The low-rate residual SEL was characterized though extensive neutron and proton beam testing on AMD Zynq™ UltraScale+™ devices, AMD Kintex™ UltraScale+™ FPGAs, and AMD Virtex™ UltraScale+™ FPGAs.
The impacted circuits in the device reside in the System Monitor (SYSMON) block and the high-performance (HP) I/O auxiliary block that controls level shifting and digitally-controlled impedance for the HP I/O pins. When following standard PCB guidelines and data sheet specifications for XC devices, these blocks are powered by the VCCAUX, VCC_PSAUX, and the VCCAUX_IO supplies that are connected together and powered at 1.8V. The number of SYSMON blocks depends on the device. See the Defense-Grade UltraScale Architecture Data Sheet: Overview (DS895) for how many SYSMON blocks are available by device. All UltraScale+ devices have an HP I/O auxiliary block for each HP I/O pin.

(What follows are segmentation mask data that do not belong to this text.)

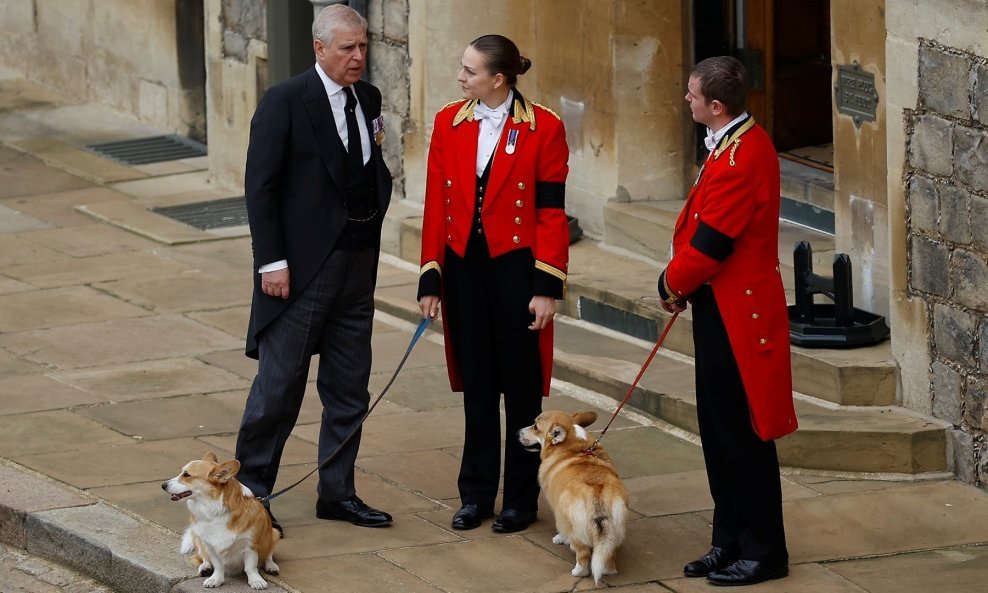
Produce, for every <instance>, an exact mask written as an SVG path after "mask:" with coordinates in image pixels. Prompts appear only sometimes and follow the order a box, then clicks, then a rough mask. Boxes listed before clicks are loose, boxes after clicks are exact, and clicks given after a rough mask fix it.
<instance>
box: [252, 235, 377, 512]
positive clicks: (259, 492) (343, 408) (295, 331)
mask: <svg viewBox="0 0 988 593" xmlns="http://www.w3.org/2000/svg"><path fill="white" fill-rule="evenodd" d="M376 255H377V250H376V249H375V248H373V247H370V248H366V249H355V250H347V249H334V250H333V251H332V252H331V253H330V255H329V256H328V257H327V258H326V261H325V262H324V263H323V265H322V268H321V269H320V270H319V272H318V273H317V274H316V276H315V278H313V279H312V281H311V282H310V283H309V285H308V286H307V287H306V288H305V290H303V291H302V293H301V294H299V295H297V296H296V297H295V299H294V301H293V302H292V304H291V305H290V306H289V307H288V308H287V309H286V310H285V311H284V312H283V313H282V314H281V315H280V316H279V317H278V318H277V319H275V320H274V321H273V322H271V324H270V325H269V326H268V327H267V328H265V329H264V331H263V332H262V333H261V335H260V336H258V345H259V347H260V356H259V359H258V368H257V375H256V376H255V377H254V382H253V384H252V385H251V388H250V393H249V394H248V395H247V404H246V406H245V409H244V416H243V419H242V420H241V424H240V432H239V434H238V435H237V453H236V455H237V459H238V460H240V473H239V474H238V475H237V479H238V480H240V482H241V483H243V484H244V485H246V486H247V487H248V488H250V489H251V490H252V491H253V492H254V494H255V495H257V496H265V495H267V494H270V493H271V492H272V490H274V484H275V480H276V479H277V477H278V466H279V464H280V462H281V454H282V452H283V450H284V448H285V442H286V441H287V440H288V436H289V435H290V434H291V432H292V429H293V428H294V427H295V422H296V421H297V420H298V414H299V410H300V408H301V406H302V397H303V395H304V393H305V383H306V379H307V377H308V374H309V364H310V362H311V359H312V355H313V354H318V355H319V373H318V375H317V379H316V390H317V391H318V393H319V398H320V400H321V401H322V405H323V412H322V426H321V428H320V431H319V452H318V455H319V461H322V460H323V459H325V458H326V457H328V456H329V454H330V453H332V452H333V450H335V449H336V447H337V446H338V445H339V444H340V443H341V442H342V441H343V439H344V438H346V436H347V435H348V434H350V432H351V431H352V430H353V429H354V428H355V427H356V426H357V424H358V423H359V421H360V419H361V418H362V417H363V416H364V414H365V413H366V412H367V407H368V404H369V402H370V394H369V393H368V391H367V384H368V381H369V379H370V369H371V329H372V327H373V324H374V268H375V265H376ZM359 446H360V433H359V431H358V433H357V434H356V435H354V437H353V439H351V440H350V442H348V443H347V445H346V446H345V447H344V448H343V450H342V451H340V453H339V455H337V456H336V458H335V459H334V460H333V461H332V462H331V463H329V464H328V465H326V467H324V468H322V469H321V470H320V471H319V485H318V487H317V488H318V492H319V498H321V499H323V500H328V501H334V500H344V499H346V498H349V497H350V496H353V495H354V494H355V493H356V492H355V488H354V475H353V464H354V461H355V460H356V458H357V449H358V447H359Z"/></svg>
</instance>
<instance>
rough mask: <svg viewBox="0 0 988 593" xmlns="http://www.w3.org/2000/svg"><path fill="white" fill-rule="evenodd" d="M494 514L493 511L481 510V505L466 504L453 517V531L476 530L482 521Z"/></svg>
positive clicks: (479, 526)
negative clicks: (459, 530)
mask: <svg viewBox="0 0 988 593" xmlns="http://www.w3.org/2000/svg"><path fill="white" fill-rule="evenodd" d="M493 514H494V512H493V511H483V510H481V508H480V505H476V504H465V505H463V506H462V507H460V510H458V511H456V513H455V514H454V515H453V529H476V528H477V527H480V522H481V521H483V520H484V519H486V518H488V517H490V516H492V515H493Z"/></svg>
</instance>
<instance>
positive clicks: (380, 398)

An SEL event manifests in an increased current draw on the supply line of interest. The only way to clear that increased SEL current is to power cycle the affected voltage line to a point below the holding voltage of 1V. Applying this approach on an XC device, where all the affected power rails are connected to 1.8V, would trigger power-on reset. Employing a more granular power system that independently controls the processing system (PS) and programmable logic (PL) affected supplies can allow for independent PS and PL recovery from an SEL event.